Malang, CBN – Kebijakan Pemkab Malang untuk mencoret 419 ribu warga peserta BPJS kesehatan, dengan kategori Penerima Bantuan Iuran Daerah (PBID), menuai kritikan dari pihak BPJS Watch.
“Rakyat itu jangan dijadikan bahan untuk berpolitik. Apa lagi, sebentar lagi mendekati tahun politik. Nah, bisa jadi, nama-nama yang sudah dicoret, diaktifkan lagi, nantinya,” ucap Ketua BPJS Watch Jatim, yakni Arief Supriyono, pada Minggu (06/08/2023).
Tak hanya itu, Beliau juga menjelaskan bahwa, dalam melaksanakan praktiknya, Pemkab Malang tidak seharusnya mencoret 419 ribu warga dari kepesertaan BPJS Kesehatan, untuk kategori PBID, dengan alasan keterbatasan anggaran.
Menurut Beliau, pencoretan peserta PBID itu bertentangan dengan program Universal Health Coverage (UHC), yang digalakkan oleh pemerintah pusat, serta perhelatan UHC Awards, sebagai bentuk apresiasi kepada pemerintah daerah, yang berkomitmen untuk mendorong program JKN tiap tahunnya.
“Jika kita berbicara tentang UHC, pemerintah seharusnya tidak boleh menyampaikan kepada yang lainnya bahwa, ada warga mampu yang ikut di PBID. Karena, sesuai dengan UUD yang berlaku, pemerintah sudah seharusnya memberikan hak kesehatan bagi rakyatnya. Jika ada warga miskin ataupun kaya, yang ingin di kelas III, nggak seharusnya mereka dicoret dengan alasan keterbatasan anggaran. Karena, saya yakin anggaran itu ada,” ujar Arief.
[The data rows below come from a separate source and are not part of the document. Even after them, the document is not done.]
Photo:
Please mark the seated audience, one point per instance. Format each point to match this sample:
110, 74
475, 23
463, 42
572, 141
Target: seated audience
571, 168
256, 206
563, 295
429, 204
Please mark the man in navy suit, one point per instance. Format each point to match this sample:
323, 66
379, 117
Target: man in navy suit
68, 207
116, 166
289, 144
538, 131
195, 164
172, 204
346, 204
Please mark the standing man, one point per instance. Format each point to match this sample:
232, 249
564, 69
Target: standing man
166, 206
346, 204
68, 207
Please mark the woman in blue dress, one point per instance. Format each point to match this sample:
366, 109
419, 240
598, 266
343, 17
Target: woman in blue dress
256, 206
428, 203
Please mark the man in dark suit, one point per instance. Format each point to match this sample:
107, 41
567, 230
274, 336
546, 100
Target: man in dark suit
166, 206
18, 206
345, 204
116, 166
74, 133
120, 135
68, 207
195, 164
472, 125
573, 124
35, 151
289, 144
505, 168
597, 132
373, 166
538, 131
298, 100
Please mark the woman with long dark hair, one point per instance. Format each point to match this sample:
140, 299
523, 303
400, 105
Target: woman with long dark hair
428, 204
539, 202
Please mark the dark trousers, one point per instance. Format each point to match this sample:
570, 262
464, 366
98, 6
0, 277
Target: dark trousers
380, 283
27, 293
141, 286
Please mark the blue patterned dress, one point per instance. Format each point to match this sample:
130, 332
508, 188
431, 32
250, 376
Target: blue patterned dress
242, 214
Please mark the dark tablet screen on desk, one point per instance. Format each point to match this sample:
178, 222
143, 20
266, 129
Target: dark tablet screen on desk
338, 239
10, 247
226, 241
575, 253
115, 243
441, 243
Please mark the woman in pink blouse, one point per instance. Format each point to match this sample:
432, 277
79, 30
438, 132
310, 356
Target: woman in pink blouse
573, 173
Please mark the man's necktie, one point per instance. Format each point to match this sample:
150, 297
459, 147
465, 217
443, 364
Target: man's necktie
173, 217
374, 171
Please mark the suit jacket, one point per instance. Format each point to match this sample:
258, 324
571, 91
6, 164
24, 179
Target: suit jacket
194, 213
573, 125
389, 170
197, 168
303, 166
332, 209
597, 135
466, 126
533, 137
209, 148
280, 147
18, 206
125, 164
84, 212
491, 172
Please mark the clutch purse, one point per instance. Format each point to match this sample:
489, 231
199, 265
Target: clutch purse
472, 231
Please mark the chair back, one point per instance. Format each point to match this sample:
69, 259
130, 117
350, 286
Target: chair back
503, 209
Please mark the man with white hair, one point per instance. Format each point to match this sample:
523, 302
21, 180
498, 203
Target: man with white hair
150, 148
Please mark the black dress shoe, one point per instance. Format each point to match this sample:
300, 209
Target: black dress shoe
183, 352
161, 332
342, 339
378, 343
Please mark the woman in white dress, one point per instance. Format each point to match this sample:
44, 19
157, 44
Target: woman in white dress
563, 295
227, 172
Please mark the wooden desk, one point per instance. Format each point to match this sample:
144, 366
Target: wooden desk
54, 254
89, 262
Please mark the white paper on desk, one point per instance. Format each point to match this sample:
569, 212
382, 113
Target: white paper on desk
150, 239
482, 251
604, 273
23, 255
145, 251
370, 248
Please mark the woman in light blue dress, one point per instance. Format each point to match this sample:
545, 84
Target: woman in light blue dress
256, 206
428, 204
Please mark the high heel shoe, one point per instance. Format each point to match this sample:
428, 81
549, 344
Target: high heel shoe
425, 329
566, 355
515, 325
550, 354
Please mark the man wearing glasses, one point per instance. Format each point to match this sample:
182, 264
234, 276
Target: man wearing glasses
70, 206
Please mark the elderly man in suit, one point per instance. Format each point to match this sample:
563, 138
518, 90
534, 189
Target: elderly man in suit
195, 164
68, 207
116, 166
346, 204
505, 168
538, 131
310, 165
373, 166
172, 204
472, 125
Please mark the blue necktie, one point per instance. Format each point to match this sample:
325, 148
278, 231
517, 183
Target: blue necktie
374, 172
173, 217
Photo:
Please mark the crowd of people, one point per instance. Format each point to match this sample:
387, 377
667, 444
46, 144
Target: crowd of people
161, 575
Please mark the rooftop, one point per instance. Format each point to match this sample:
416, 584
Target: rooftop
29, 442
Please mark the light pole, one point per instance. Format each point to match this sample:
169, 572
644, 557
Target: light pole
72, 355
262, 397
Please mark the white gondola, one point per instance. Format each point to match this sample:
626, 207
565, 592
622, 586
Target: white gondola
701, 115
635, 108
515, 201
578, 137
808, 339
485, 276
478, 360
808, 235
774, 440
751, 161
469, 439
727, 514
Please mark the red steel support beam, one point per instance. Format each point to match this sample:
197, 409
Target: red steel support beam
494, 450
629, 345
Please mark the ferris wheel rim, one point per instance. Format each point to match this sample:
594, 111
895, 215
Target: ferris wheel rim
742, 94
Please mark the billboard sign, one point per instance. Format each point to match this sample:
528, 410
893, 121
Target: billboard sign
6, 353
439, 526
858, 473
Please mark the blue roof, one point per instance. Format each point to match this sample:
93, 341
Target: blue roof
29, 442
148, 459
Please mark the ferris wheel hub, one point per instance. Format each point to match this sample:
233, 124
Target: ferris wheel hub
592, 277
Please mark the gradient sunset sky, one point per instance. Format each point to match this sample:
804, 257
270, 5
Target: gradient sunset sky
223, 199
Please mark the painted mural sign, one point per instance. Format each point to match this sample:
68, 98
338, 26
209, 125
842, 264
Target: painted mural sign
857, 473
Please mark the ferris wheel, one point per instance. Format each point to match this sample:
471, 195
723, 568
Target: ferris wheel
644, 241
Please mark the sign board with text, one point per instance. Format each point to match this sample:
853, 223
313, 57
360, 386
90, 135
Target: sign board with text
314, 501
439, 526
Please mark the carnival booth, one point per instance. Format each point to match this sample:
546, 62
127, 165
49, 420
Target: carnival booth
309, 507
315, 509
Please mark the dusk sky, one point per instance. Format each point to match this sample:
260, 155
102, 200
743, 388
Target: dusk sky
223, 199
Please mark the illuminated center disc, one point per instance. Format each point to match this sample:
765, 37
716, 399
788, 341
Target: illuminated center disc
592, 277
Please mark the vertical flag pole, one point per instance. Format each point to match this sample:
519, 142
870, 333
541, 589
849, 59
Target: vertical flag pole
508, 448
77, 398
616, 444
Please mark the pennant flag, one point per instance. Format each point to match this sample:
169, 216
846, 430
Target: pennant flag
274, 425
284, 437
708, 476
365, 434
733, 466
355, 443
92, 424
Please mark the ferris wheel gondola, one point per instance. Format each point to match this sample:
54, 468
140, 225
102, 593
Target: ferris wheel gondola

Tak hanya itu, Arief, dalam kesempatannya, memaparkan bahwa, dirinya yakin jika anggaran itu ada karena, pemerintah merencanakan anggaran tersebut melalui Rencana Pembangunan Jangka Menengah Daerah (RPJMD).
“Pemerintah pasti sudah membahas rencana pembangunan jangka menengah melalui RPJMD, nggak mungkin, nggak. Apa lagi, pendaftaran warga yang belum menjadi peserta BPJS Kesehatan, merupakan kewajiban pemerintah provinsi atau pemerintah daerah kabupaten/kota. Hal ini sesuai dengan Pasal 12 di Perpres 82/2018, tentang jaminan kesehatan,” ucapnya.
Tak hanya itu, jika pemerintah daerah tidak memiliki anggaran yang cukup. Maka, ada sejumlah cara yang bisa dilakukan. Jadi, pemerintah tidak bisa serta merta mencoretnya. Salah satunya yakni, dengan menggunakan Dana Alokasi Umum dan Dana Alokasi Khusus, yang diajukan Pemda ke pemerintah pusat.
“Pemerintah daerah dapat mengajukan anggaran DAU atau DAK ke pemerintah pusat untuk infrastruktur dan lain-lain, tiap tahunnya. Nah, nantinya, pemerintah yang melakukan hal tersebut, biasanya dianggap sebagai seseorang yang memiliki piutang ke pihak JKN. Sehingga, DAU/DAK itu, nantinya bisa dialokasikan untuk hal tersebut,” ujarnya.
Selain itu, Arief juga menyebutkan bila pihak Pemerintah Kabupaten/Kota, dapat membiayai iuran untuk warga peserta PBID, dengan pajak rokok yang menjadi bagian dari hak masing-masing daerah, sesuai dengan Pasal 99 ayat 6 Perpres 82/2018.
“Seharusnya, pemerintah tidak bisa menjadikan keterbatasan anggaran sebagai alasan utama untuk mencoret peserta PBID. Dan saya tegaskan lagi, jika pemerintah memang memiliki keterbatasan anggaran, mereka bisa mengupayakan hal lain. Misalnya, dengan mendorong perusahaan untuk menyalurkan CSR-nya. Tindakan itu boleh dilakukan, kok!” ujarnya.
Sebagai informasi, Pemkab Malang telah menonaktifkan sementara 679.721 warga peserta BPJS Kesehatan PBID, karena jumlah pesertanya terlalu banyak, dan membuat keuangan Pemkab Malang membengkak.
Atas masalah itu, pihak Dinkes Malang memutuskan untuk mencoret 419 ribu warga, sesuai dengan perintah Bupati Sanusi.
“Mau tidak mau, perintah Bapak Bupati harus dilakukan. Jika tidak, keuangan kita bisa jebol, nanti,” ungkap Kepala Dinas Kesehatan (Dinkes) Kabupaten Malang, yakni Wiyanto Wijoyo, pada hari Jum’at (04/08/2023).